Aussitôt : a-t-il dit “pays” ou “océan” — “océan” serait plus attendu, “pays” fait un peu provincial, “pays” fait irrémédiablement paysan, “océan” traduirait mieux la détresse, “océan” dirait mieux l’irrémédiable égarement — et est-ce “silence” ou “solitude” —encore une fois, “solitude” serait ce qu’on attend du poète, “silence” paraîtrait presque incongru, “silence” serait totalement déplacé lorsqu’on sait qu’ils sont perdus dans la ville, au bout du fil l’un de l’autre, séparés par, “solitude” ça fait romantique, un peu midinette, peut-être, mais romantique tout du moins, “solitude” est exactement enfin ce qu’on attend de la grande ville — ceux qui écrivent la ville le savent qui cherchent à ce mot d’innombrables synonymes et métaphores.

Mais non, ce n’est ni un océan de solitude, ni un océan de silence, ni un pays de solitude, je crois bien qu’il a dit pays de silence — et je crois aussi que c’est à ce moment-là, à l’instant de l’énonciation de ce complément de lieu atypique et incongru qu’a commencé le frisson, le plaisir intense, juste avant que ne s’élève la célèbre trompette que j’attendais pourtant de toute ma solitude, perdu dans mon pays d’impatience. L’éclair de plaisir a été si intense que j’ai du arrêter, détourner les oreilles, boucher mes yeux, ne plus penser, préserver ces deux images, ces deux portraits simples, nature plus ou moins morte, vanité avec un téléphone au lieu du sempiternel crâne, ces trois mots et ces six notes qui résonnent à présent. Je veux les réentendre — j’en ai peur — je suis perdu sans silence ni pays, sans solitude et loin de l’eau et de mon nageur de fond.

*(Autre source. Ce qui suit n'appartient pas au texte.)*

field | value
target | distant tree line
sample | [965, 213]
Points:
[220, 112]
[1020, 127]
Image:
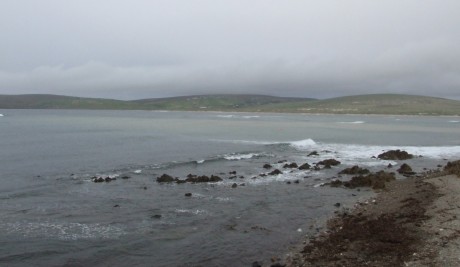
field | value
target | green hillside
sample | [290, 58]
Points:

Je t’aime — Je t’aime, dis-je sans voix, à l’autre bout, un v(b)ide, je reste certain de mon être et de mon lieu, et fond de moi du blanc, quelque chose qui doit ressembler à un noir diffus, une rumeur sans vie, celle d’une simple rotation sur un axe.

Je t’aime — Je t’aime, dis-je encore, plus bas encore, j’aimerais que cette voix qui n’est pas mienne loin au-dessus et derrière mes oreilles (en pointe) enfin l’entende.

Merci Louis pour cet instant d’ineffable sublime.